Depois de aprovada a Reforma da Previdência no Congresso Nacional, o ministro da Economia, Paulo Guedes, foi taxativo sobre a sequência do projeto do governo federal em relação à agenda econômica: o próximo passo é a revisão do pacto federativo.

Obviamente – e já disse isso em outros textos – a nova previdência não é a solução para tudo. Ela é importante em função do sistema atual ter caducado, uma vez que tem a ver com a relação direta entre ativos e inativos, que faz colapsar as contas por uma questão demográfica, independente dos casos de fraudes e corrupção que, evidentemente, só pioraram a questão.

É preciso, portanto, que a previdência esteja associada a uma série de mudanças que impacte no cenário econômico do país para que o Brasil não viva – como no passado recente – de “voos de galinha”.

É preciso também rever a carga tributária, repensar as relações de trabalho para além do já pensado, e descentralizar poder e recursos, potencializando as regiões e suas vocações naturais, diminuindo as distâncias econômicas existente entre elas.

Em outras palavras: mais dinheiro nos municípios – que é de fato onde as pessoas vivem – e menos dinheiro na União, nas mãos de decisões burocráticas cegas aos regionalismos e particularidades.

O atual pacto federativo gera uma dependência extrema e as prefeituras, em especial, acabam se tornando meras gestoras de programas federais e não se sustentam. Não é apenas a revisão do pacto que resolverá isso, mas sim um conjunto de fatores.

Além disso, depende também de como esse novo pacto é pensado. Não dá para emitir opinião agora, pois é preciso primeiro saber qual é a proposta. De acordo com Paulo Guedes, na próxima semana todos os brasileiros o conhecerão.

A revisão do pacto federativo talvez seja a mais árdua tarefa da equipe econômica do presidente Jair Bolsonaro, pois são muitos os detalhes a serem pensados para que estados e municípios mais pobres não venham a sofrer, sobretudo porque o país foi criando cidades – ao longo do tempo – ao sabor das conveniências políticas e para favorecer oligarquias e redutos, sem pensar nas perspectivas econômicas futuras e na autossustentabilidade. Não é um tema fácil.

Mas Guedes se encontra absolutamente certo ao compreender que o caminho é “menos Brasília e mais Brasil”.

Cada detalhe dessa revisão precisa ser analisado com calma e prudência, assim como houve nas discussões em relação à Reforma da Previdência. Que o debate possa ser feito sem ideologizações, mas com base mesmo nas questões técnicas e nos números, para que de fato estados e cidades sejam beneficiados com a mudança.

Se o trabalho for bem-feito, isso significa mais liberdade administrativa e política para as regiões.

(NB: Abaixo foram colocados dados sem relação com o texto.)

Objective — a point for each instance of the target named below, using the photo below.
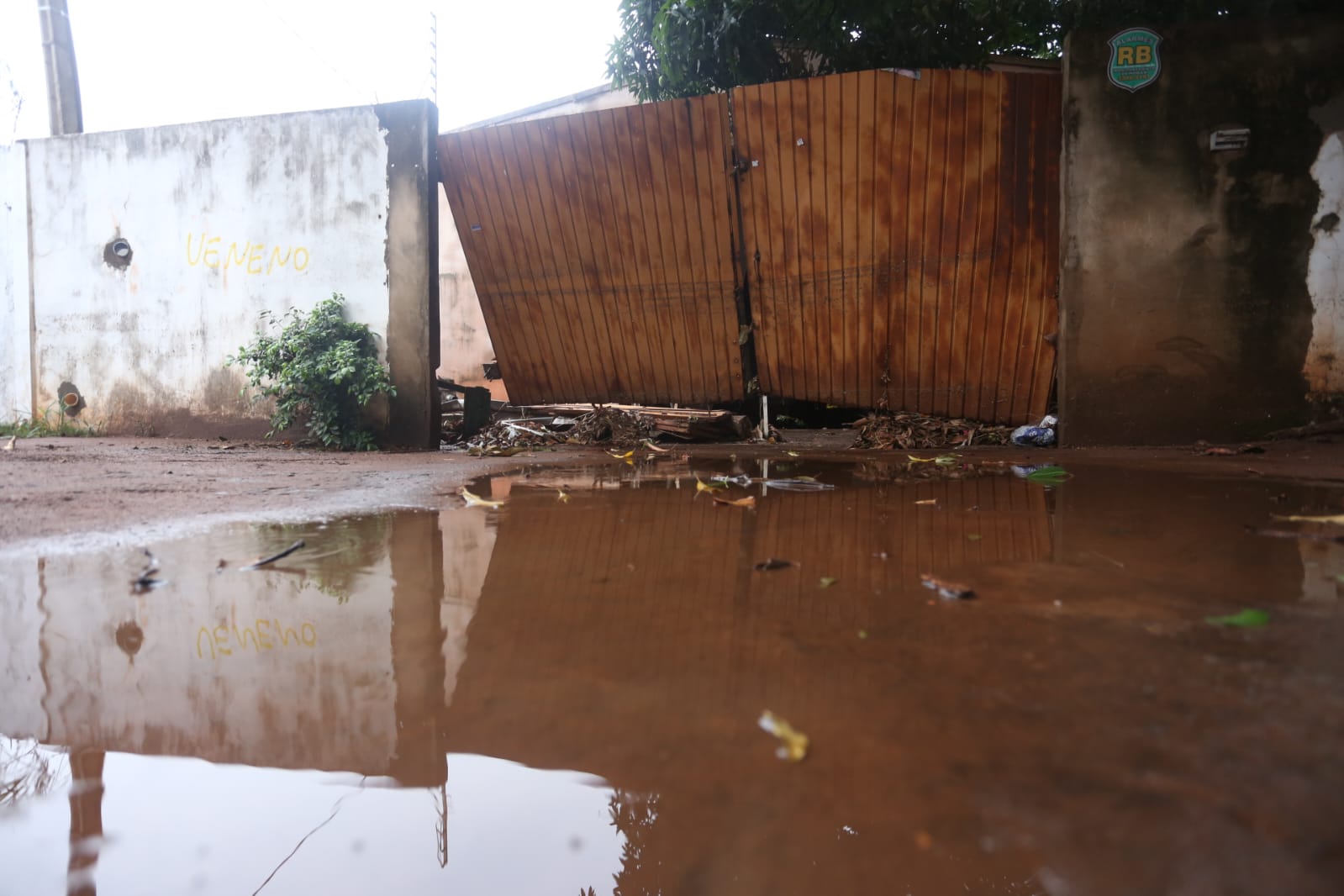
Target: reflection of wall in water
(261, 668)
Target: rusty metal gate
(891, 240)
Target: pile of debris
(909, 430)
(509, 431)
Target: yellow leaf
(476, 500)
(793, 743)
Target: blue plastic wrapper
(1036, 435)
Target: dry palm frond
(909, 430)
(612, 426)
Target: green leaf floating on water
(1243, 619)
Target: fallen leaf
(1247, 618)
(771, 563)
(793, 743)
(1336, 519)
(948, 590)
(476, 500)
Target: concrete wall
(15, 361)
(464, 341)
(224, 220)
(1200, 291)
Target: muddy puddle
(561, 695)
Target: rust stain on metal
(599, 246)
(904, 238)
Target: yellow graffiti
(224, 640)
(248, 256)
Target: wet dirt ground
(562, 692)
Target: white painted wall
(226, 219)
(15, 345)
(1324, 367)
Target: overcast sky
(156, 62)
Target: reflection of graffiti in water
(260, 637)
(635, 814)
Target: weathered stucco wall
(15, 361)
(155, 251)
(1187, 303)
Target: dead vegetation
(908, 430)
(612, 426)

E aí, meus caros (as), isso acaba por desmentir de vez essa patacoada vermelhinha de que estamos em um “fascismo”. Essa gente que vive a propagar isso sequer sabe o que é fascismo. Que governo fascista descentralizaria poder, ora bolas?

O princípio do fascismo é justamente o controle de tudo por meio do Estado centralizador. É uma das características. Temos no Ministério da Economia uma construção de proposta que vai no sentido contrário, pois a liberdade econômica alcançada produz maior liberdade política e faz com que o governo federal abra mão de poder, ao descentralizar.

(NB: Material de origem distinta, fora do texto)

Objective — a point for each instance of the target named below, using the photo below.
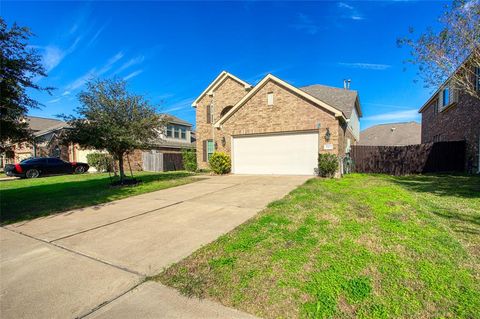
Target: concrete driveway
(93, 261)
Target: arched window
(225, 110)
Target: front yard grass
(32, 198)
(365, 246)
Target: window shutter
(209, 114)
(204, 150)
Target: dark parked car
(40, 166)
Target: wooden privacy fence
(410, 159)
(155, 161)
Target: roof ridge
(395, 123)
(328, 86)
(45, 118)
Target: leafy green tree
(450, 52)
(20, 67)
(113, 119)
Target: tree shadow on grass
(28, 201)
(467, 186)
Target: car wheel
(79, 170)
(32, 173)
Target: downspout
(213, 120)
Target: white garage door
(285, 154)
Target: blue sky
(170, 51)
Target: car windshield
(55, 160)
(33, 160)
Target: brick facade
(290, 113)
(461, 121)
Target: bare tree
(452, 52)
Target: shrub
(189, 158)
(327, 165)
(220, 163)
(101, 161)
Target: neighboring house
(173, 138)
(392, 134)
(452, 115)
(177, 135)
(274, 127)
(46, 132)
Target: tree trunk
(120, 166)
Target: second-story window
(270, 98)
(209, 113)
(445, 96)
(477, 79)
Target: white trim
(290, 87)
(215, 83)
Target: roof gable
(217, 82)
(287, 86)
(341, 99)
(392, 134)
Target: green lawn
(365, 246)
(31, 198)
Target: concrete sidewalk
(90, 261)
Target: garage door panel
(285, 154)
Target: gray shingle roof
(341, 99)
(175, 120)
(392, 134)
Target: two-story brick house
(453, 115)
(274, 127)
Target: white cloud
(350, 11)
(134, 61)
(80, 81)
(305, 23)
(53, 55)
(132, 75)
(367, 66)
(54, 100)
(470, 5)
(96, 35)
(354, 17)
(344, 5)
(407, 115)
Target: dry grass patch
(365, 246)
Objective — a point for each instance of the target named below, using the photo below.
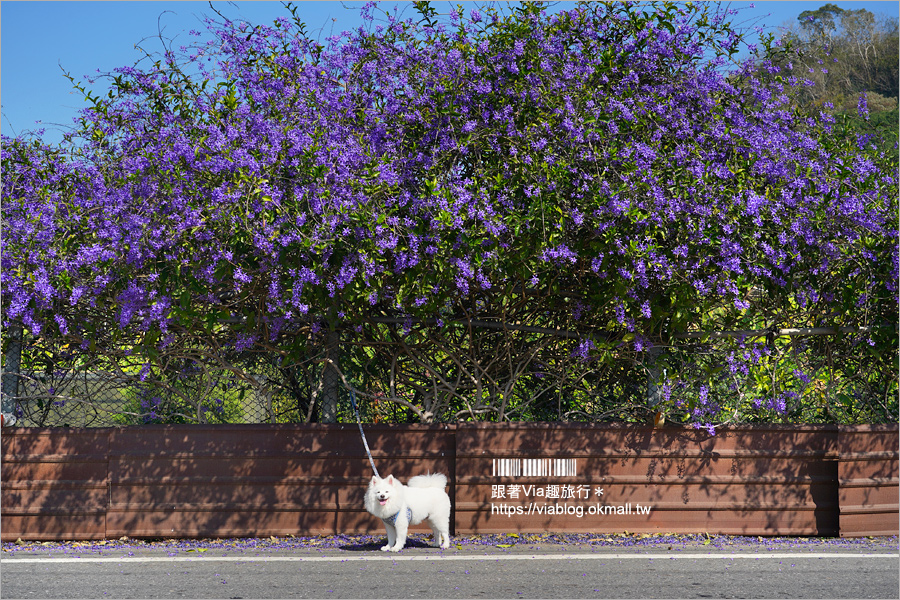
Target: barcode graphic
(534, 467)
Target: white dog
(400, 506)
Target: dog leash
(359, 424)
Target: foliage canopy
(503, 214)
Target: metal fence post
(12, 359)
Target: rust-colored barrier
(261, 480)
(751, 481)
(867, 472)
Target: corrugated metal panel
(869, 494)
(749, 480)
(257, 480)
(261, 480)
(55, 484)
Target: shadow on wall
(174, 481)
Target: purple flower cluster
(262, 179)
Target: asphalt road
(419, 572)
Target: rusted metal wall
(751, 481)
(867, 472)
(261, 480)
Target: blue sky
(37, 38)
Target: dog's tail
(438, 480)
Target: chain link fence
(47, 385)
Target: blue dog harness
(393, 519)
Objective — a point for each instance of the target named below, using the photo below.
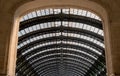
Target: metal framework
(61, 42)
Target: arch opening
(62, 38)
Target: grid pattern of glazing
(60, 47)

Tirar determinados poderes de Brasília e repensar competências favorece a democracia, assim como desaparelhar o estado com determinadas privatizações diminui os níveis de corrupção no aparelho estatal ao passo que favorece o desenvolvimento tecnológico e o consumo mais barato de bens. A telefonia volta a ser um exemplo aqui.

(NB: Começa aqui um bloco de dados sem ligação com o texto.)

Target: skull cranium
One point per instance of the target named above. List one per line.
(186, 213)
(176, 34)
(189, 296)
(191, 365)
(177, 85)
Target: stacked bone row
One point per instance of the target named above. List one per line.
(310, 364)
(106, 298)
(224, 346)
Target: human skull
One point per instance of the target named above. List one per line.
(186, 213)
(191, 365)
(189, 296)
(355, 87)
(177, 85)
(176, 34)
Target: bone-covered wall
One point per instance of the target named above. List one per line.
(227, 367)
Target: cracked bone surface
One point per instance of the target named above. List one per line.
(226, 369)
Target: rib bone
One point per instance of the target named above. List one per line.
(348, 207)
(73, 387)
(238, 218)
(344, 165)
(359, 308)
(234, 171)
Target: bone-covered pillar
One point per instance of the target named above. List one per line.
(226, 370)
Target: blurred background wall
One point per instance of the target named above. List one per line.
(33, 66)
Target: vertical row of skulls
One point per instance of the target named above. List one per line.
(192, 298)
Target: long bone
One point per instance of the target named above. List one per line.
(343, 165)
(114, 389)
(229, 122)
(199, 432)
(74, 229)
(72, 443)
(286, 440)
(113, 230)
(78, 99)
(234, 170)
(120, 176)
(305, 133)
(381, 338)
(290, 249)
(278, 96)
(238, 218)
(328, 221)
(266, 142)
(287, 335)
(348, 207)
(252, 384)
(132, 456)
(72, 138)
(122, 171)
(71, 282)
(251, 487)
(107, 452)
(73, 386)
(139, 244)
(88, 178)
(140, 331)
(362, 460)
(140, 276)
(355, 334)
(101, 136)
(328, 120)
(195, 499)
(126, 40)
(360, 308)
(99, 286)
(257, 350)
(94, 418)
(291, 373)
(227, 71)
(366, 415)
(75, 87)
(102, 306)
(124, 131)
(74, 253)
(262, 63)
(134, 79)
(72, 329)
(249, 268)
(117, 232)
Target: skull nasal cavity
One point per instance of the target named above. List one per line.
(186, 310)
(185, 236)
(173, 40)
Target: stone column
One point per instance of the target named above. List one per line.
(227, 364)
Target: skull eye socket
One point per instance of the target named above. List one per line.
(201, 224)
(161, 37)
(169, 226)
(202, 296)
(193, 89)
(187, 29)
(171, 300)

Agora, como não se pode privatizar de qualquer jeito, também não se pode fazer uma revisão de qualquer jeito. É quando cabe a discussão pública, transparente e argumentativa sobre os pros e contra de cada um dos pontos apresentados. Isso é a beleza da democracia.

Os profetas do apocalipse secular é que odeiam isso, pois gostam do “quanto pior, melhor” para que o caos os elevem à condição de salvadores da pátria.

Como não há governo perfeito, nem salvadores da pátria, cabe a todos nós o papel da vigilância, mas sem perder o senso de proporcionalidade e prioridade das coisas. E é prioritário que o Brasil passe por reformas estruturantes para que se consiga maior liberdade econômica e menos Estado nas costas do cidadão, que já paga muitos impostos e não possuem os serviços públicos básicos prestados a contento.

Em todos os indicadores medidos no mundo, a liberdade econômica está atrelada aos melhores índices de desenvolvimento social e econômico, ainda que não construam o utópico paraíso na terra. Quem acredita em utopias são outros, não eu.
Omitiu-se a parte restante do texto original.